Ethereum Accounts
Ethereum has two account types — Externally Owned Accounts (EOAs) controlled by private keys and Contract Accounts controlled by code — each with a balance, nonce, and optional storage, forming the foundation of Ethereum's state model.
Every Ethereum address is one of two account types. EOAs are controlled by a private key holder who signs transactions. They have a balance (in wei) and a nonce (transaction count) but no code. Contract Accounts are controlled by their deployed bytecode — they cannot initiate transactions, only respond to them. They have balance, nonce (number of contracts created), code hash, and storage root (a Merkle Patricia trie of key-value storage). Both account types share the same 20-byte address space.
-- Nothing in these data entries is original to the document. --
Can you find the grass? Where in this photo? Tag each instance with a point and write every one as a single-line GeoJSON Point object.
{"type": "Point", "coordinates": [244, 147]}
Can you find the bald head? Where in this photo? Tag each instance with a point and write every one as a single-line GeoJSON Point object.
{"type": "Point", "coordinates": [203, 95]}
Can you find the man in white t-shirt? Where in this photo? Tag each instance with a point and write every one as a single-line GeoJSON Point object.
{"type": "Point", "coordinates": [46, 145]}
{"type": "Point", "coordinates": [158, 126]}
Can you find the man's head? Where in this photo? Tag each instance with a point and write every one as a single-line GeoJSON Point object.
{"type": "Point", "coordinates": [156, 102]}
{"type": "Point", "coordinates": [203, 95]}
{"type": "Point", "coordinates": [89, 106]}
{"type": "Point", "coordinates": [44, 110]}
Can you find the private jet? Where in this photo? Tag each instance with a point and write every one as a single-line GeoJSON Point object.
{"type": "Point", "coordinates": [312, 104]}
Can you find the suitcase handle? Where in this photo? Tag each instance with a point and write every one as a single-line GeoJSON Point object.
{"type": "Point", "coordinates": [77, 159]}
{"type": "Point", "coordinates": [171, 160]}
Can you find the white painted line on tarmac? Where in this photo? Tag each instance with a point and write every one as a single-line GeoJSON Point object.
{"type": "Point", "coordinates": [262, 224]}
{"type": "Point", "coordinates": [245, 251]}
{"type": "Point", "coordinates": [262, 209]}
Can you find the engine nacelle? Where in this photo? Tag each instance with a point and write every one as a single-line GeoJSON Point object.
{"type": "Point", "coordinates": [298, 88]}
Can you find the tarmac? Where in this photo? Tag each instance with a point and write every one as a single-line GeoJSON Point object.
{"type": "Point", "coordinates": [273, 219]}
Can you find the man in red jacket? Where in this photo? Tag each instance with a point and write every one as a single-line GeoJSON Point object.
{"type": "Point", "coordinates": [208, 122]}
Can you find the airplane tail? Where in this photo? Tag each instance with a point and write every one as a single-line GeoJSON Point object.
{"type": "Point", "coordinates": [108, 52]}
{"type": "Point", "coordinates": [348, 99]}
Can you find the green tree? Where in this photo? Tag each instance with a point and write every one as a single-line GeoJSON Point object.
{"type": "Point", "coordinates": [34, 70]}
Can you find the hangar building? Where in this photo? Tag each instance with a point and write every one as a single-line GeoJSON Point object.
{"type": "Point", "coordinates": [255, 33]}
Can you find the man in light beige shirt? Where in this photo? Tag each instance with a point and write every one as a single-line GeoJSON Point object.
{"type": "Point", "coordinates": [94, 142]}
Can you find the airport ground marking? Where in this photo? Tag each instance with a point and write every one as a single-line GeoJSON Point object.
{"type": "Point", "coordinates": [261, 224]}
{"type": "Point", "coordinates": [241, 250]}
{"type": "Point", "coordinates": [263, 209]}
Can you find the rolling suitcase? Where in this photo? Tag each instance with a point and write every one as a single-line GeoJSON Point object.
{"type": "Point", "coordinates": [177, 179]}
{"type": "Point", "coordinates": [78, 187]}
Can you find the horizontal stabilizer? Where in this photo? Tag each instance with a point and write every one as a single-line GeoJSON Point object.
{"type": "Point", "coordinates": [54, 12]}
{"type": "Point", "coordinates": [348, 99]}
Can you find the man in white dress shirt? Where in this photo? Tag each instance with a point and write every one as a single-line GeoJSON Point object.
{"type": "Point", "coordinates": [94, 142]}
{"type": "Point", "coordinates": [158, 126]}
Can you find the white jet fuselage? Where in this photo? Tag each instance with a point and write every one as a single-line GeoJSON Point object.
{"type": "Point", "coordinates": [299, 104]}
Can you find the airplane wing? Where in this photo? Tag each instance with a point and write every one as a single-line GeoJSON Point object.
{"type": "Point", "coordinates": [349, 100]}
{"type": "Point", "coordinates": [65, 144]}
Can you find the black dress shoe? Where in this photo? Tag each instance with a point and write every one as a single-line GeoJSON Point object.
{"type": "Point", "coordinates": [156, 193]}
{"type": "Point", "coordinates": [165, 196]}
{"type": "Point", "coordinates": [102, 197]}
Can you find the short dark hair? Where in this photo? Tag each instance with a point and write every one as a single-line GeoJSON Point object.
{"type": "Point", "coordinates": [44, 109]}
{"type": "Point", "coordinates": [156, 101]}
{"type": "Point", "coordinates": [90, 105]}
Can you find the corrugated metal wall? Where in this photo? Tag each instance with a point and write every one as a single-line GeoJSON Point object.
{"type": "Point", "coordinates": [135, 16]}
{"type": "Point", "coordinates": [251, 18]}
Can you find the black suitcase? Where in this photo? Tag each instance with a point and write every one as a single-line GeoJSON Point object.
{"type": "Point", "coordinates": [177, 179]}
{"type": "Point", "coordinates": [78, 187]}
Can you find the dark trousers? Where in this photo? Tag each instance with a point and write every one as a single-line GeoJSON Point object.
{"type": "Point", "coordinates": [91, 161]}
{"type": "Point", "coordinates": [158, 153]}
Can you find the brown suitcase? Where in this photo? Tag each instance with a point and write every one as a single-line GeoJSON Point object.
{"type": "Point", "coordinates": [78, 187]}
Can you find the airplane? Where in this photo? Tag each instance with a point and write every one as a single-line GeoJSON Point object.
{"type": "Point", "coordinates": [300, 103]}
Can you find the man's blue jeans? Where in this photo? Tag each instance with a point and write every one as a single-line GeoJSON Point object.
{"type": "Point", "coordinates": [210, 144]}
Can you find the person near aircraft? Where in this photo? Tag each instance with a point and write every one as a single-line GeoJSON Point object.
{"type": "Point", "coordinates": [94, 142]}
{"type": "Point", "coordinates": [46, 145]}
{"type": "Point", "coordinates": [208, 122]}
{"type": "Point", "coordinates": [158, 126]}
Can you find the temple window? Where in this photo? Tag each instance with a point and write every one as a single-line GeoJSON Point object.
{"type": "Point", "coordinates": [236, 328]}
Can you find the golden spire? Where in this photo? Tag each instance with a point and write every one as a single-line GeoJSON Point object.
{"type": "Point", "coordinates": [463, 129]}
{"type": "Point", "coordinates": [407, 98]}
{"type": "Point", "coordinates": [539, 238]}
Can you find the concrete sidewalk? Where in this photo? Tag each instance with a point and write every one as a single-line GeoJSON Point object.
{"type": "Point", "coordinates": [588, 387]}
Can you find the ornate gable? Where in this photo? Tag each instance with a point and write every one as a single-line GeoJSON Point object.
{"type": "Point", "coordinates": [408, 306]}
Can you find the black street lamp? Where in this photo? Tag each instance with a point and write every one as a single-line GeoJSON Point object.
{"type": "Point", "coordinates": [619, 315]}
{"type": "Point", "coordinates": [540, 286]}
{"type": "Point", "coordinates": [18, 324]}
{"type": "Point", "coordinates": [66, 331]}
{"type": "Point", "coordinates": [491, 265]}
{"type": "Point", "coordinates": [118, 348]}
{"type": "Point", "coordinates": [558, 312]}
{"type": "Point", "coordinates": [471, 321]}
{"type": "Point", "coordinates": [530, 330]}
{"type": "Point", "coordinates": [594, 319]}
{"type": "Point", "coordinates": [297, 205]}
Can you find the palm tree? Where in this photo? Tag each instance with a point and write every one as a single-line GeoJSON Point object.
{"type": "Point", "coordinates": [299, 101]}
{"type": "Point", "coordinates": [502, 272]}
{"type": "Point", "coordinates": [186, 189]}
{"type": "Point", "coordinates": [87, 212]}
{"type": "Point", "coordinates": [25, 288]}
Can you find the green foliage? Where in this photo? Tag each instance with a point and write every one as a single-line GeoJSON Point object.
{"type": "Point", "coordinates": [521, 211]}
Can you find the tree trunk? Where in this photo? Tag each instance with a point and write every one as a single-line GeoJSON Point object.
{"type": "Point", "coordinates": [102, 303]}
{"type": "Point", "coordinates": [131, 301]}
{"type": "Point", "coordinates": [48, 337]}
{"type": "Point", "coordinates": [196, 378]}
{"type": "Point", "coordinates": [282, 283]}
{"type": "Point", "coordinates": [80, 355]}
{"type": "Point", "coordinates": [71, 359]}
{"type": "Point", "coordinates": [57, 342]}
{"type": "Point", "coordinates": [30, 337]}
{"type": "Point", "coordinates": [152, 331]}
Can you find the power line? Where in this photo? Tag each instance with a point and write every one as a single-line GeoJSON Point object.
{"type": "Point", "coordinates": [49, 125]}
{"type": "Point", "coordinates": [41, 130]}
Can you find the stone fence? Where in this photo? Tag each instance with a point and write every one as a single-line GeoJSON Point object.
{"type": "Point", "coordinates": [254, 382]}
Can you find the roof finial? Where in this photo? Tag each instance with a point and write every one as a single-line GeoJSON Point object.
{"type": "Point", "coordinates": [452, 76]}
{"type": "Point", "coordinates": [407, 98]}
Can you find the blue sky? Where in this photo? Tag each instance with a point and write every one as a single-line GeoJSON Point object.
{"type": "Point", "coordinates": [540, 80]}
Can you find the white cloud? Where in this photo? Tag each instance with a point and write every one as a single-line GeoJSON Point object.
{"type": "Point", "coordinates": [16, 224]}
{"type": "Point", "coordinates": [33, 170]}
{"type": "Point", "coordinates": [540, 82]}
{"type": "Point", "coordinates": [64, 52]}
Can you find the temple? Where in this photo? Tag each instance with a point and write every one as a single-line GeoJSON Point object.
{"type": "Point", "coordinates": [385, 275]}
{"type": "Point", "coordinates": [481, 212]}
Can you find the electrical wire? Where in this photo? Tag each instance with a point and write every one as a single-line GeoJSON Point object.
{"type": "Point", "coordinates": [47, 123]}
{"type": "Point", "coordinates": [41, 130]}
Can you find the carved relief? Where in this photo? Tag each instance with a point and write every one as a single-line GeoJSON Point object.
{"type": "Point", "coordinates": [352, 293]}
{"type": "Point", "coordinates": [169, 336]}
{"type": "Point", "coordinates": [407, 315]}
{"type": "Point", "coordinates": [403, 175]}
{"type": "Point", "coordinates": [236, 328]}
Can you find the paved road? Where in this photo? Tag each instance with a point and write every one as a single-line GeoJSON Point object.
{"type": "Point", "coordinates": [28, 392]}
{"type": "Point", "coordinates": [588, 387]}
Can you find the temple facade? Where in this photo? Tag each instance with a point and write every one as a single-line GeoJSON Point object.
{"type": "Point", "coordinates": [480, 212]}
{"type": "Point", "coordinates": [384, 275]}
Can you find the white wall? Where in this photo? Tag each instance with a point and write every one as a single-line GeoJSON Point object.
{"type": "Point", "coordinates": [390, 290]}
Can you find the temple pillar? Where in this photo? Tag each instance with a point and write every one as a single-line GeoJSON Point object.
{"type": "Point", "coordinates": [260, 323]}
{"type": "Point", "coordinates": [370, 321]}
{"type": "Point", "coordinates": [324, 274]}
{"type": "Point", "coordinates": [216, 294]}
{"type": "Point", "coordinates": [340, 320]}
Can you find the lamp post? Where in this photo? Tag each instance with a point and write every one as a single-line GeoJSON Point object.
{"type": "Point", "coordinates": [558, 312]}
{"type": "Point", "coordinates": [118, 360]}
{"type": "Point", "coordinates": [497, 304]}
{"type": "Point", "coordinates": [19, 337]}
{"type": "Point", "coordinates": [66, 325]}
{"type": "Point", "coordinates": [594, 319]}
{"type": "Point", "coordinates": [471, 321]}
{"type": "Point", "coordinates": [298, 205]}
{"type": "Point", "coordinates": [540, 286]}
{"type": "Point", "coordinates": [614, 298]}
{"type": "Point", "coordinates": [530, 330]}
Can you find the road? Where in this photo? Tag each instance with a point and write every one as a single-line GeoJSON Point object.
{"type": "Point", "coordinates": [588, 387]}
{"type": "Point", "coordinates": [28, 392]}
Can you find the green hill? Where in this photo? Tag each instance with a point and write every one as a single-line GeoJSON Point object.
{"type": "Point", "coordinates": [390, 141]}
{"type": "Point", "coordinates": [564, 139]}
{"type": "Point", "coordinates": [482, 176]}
Account Abstraction (ERC-4337, EIP-7702) is blurring this distinction by allowing smart contract wallets to act like EOAs with features like social recovery, gas sponsorship, and batched transactions.
Tradeoffs
Strengths
- Two-account model is simple and well-understood
- EOAs provide direct cryptographic ownership
- Contract accounts enable programmable money and complex logic
- CREATE2 enables deterministic addressing across chains
Weaknesses
- EOA key loss means permanent fund loss — no recovery mechanism
- EOAs cannot batch transactions or customize validation logic
- State grows unboundedly, increasing node requirements over time
- Contract-EOA distinction creates UX friction that account abstraction aims to resolve
Likely Follow-Up Questions
- What are the security implications of using tx.origin vs msg.sender?
- How does ERC-4337 account abstraction change the transaction flow?
- Explain storage layout in Solidity and why it matters for proxy upgrades.
- What is CREATE2 and why is it important for counterfactual deployments?
- How would you design a smart contract wallet with social recovery?
- What happens to an account's state when SELFDESTRUCT is called post-Dencun?